Muznarie évalua les possibilités en silence. Chaque prétendant avait avancé des arguments convaincants qu’elle devait considérer. Toute réflexion s’éteignait néanmoins face au brouhaha qui lancinait ses tympans. En premiers responsables, Odirane et Parangor, qui haussaient la voix et se fixaient avec hostilité.
— Que de fadaises ! vociféra le poète. C’est un affront envers notre glorieuse reine-impératrice que de proposer une telle alliance ! En lui miroitant davantage de pouvoirs, vous insinuez qu’elle n’en a pas assez !

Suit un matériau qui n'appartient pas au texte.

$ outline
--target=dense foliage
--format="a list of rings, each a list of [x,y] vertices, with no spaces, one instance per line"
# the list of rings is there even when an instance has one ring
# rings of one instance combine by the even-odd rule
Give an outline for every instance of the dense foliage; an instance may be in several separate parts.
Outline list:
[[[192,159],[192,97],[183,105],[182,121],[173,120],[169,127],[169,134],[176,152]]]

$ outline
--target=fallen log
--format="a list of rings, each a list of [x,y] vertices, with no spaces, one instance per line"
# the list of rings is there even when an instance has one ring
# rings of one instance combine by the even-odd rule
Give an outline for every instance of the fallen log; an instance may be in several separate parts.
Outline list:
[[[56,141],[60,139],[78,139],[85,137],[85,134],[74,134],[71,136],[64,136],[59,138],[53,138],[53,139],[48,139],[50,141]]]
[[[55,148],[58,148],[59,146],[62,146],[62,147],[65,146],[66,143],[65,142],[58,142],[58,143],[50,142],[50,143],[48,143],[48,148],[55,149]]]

— Ainsi fonctionnent les mariages, sombre ignorant ! répliqua sévèrement la bourgeoise. Il s’agit d’un arrangement politique dont chacun des partis sortent victorieux ! Quelque chose que tu ne peux appréhender, compte tenu de ton origine sociale. Muznarie mérite mieux que des muscles et une plume ampoulée !

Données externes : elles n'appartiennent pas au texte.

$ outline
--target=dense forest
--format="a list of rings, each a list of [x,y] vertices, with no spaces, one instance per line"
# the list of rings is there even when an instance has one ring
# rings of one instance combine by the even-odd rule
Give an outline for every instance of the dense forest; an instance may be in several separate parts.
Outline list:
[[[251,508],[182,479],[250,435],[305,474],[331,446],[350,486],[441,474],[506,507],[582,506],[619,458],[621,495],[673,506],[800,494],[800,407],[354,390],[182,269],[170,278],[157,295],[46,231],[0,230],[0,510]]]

— Votre vision de l’amour est d’une tristesse absolue. Si la reine-impératrice prend ma main, je vous prouverai combien vous vous fourvoyez. Je n’ai peut-être nulle richesse à lui offrir, mais j’ai le cœur libre et ouvert, contrairement à vous !

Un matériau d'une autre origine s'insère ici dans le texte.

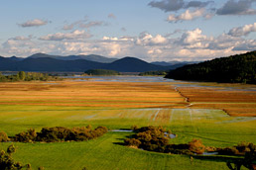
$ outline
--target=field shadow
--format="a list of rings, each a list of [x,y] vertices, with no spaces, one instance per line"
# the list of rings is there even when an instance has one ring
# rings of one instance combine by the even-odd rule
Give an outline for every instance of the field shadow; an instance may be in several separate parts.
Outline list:
[[[184,132],[184,134],[194,136],[194,137],[200,137],[200,138],[211,140],[211,141],[218,141],[218,142],[222,142],[222,143],[234,144],[234,142],[215,139],[215,138],[210,138],[210,137],[204,137],[204,136],[201,136],[201,135],[196,135],[196,134],[192,134],[192,133],[189,133],[189,132]]]

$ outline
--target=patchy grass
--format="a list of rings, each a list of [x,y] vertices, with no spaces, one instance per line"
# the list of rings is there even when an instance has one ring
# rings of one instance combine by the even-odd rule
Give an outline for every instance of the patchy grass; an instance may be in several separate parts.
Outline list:
[[[110,129],[163,126],[178,137],[173,143],[200,138],[204,145],[224,147],[256,143],[255,93],[217,87],[179,87],[175,83],[21,82],[0,84],[0,131],[8,135],[44,127]],[[221,90],[221,91],[219,91]],[[229,99],[230,98],[230,99]],[[189,104],[192,104],[189,106]],[[238,117],[229,115],[237,114]],[[33,167],[56,169],[227,169],[217,159],[151,153],[118,143],[127,132],[108,132],[87,142],[15,143],[14,157]],[[0,143],[5,149],[10,143]]]

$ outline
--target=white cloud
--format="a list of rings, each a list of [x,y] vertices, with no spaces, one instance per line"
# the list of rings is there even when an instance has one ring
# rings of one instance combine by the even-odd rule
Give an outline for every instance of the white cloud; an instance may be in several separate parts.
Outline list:
[[[189,8],[203,8],[213,3],[213,1],[189,1],[185,2],[184,0],[161,0],[161,1],[151,1],[148,5],[153,8],[159,8],[165,12],[170,11],[179,11],[181,9]]]
[[[161,35],[153,37],[148,33],[142,33],[135,43],[139,45],[161,45],[168,42],[168,40]]]
[[[103,41],[118,41],[118,38],[109,38],[109,37],[104,36],[104,37],[102,38],[102,40],[103,40]]]
[[[114,14],[108,14],[108,16],[107,16],[108,18],[110,18],[110,19],[116,19],[116,16],[114,15]]]
[[[0,46],[1,55],[28,56],[36,52],[52,54],[100,54],[108,57],[135,56],[147,61],[205,60],[246,52],[256,48],[256,40],[222,34],[209,37],[200,29],[168,36],[142,33],[137,37],[87,39],[88,33],[74,31],[42,37],[15,37]]]
[[[88,21],[88,18],[85,17],[83,20],[78,20],[71,24],[65,24],[63,30],[73,30],[73,29],[90,29],[92,27],[101,27],[107,26],[108,24],[103,21]]]
[[[49,22],[45,21],[45,20],[34,19],[34,20],[30,20],[30,21],[27,21],[25,23],[18,24],[18,25],[23,27],[23,28],[26,28],[26,27],[40,27],[40,26],[47,25],[48,23]]]
[[[233,37],[247,36],[252,32],[256,32],[256,23],[245,25],[243,27],[233,28],[228,32],[228,35]]]
[[[202,42],[210,41],[212,38],[207,38],[205,35],[201,35],[200,29],[195,29],[192,31],[188,31],[182,35],[182,38],[177,42],[178,43],[184,45],[196,44],[197,45]]]
[[[85,31],[75,30],[71,33],[57,33],[54,35],[47,35],[47,36],[41,37],[39,40],[41,41],[83,40],[83,39],[89,39],[92,36]]]
[[[23,37],[23,36],[17,36],[15,38],[12,38],[11,40],[13,40],[13,41],[30,41],[31,37],[26,38],[26,37]]]
[[[183,22],[183,21],[190,21],[194,20],[198,17],[201,17],[204,15],[204,9],[195,9],[193,11],[186,10],[185,13],[182,13],[181,15],[175,16],[174,14],[169,15],[167,21],[169,22]]]
[[[216,11],[217,15],[255,15],[256,10],[252,9],[255,0],[228,0]]]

— Même si votre nom ne fait qu’égratigner sa légende, ce serait déjà une offense irréparable ! Soyez sans crainte, poètereau, nos sentiments se développeront une fois notre mariage conclu. Ce jour-là, vous vous excuserez promptement pour m’avoir jugée sur base de fausses conceptions !
La joute verbale se poursuivit au bonheur des nombreux témoins. À chaque réplique, Odirane et Parangor redoublaient d’imagination pour mieux discréditer leur rival et ce faisant divertissaient toute l’assemblée. Leurs répliques courroucées se propageaient tels des échos sur les colonnes alentours, et chantaient dans les oreilles de Muznarie qui se tordit comme une enfant.
Peut-être qu’il lui faudrait du temps pour faire son choix. Peut-être qu’un semblant de chaos perturbait l’accalmie si précieuse de ces lieux. De cela la reine-impératrice n’avait cure. Elle demeurait la figure victorieuse, à qui tant était donné, si proches de partager sa félicité.
Un rêve auquel la soldate s’accrocha bien des minutes après son réveil.
À défaut de se sentir reposée, Muznarie bénéficiait du confort de la couchette. Quelques frissons parcouraient son corps nu sans qu’elle envisageât de se rhabiller. Ses perspectives se limitaient à la tente minuscule, à l’écart du campement, où sa compagnie manquait déjà aux prémices de l’aurore.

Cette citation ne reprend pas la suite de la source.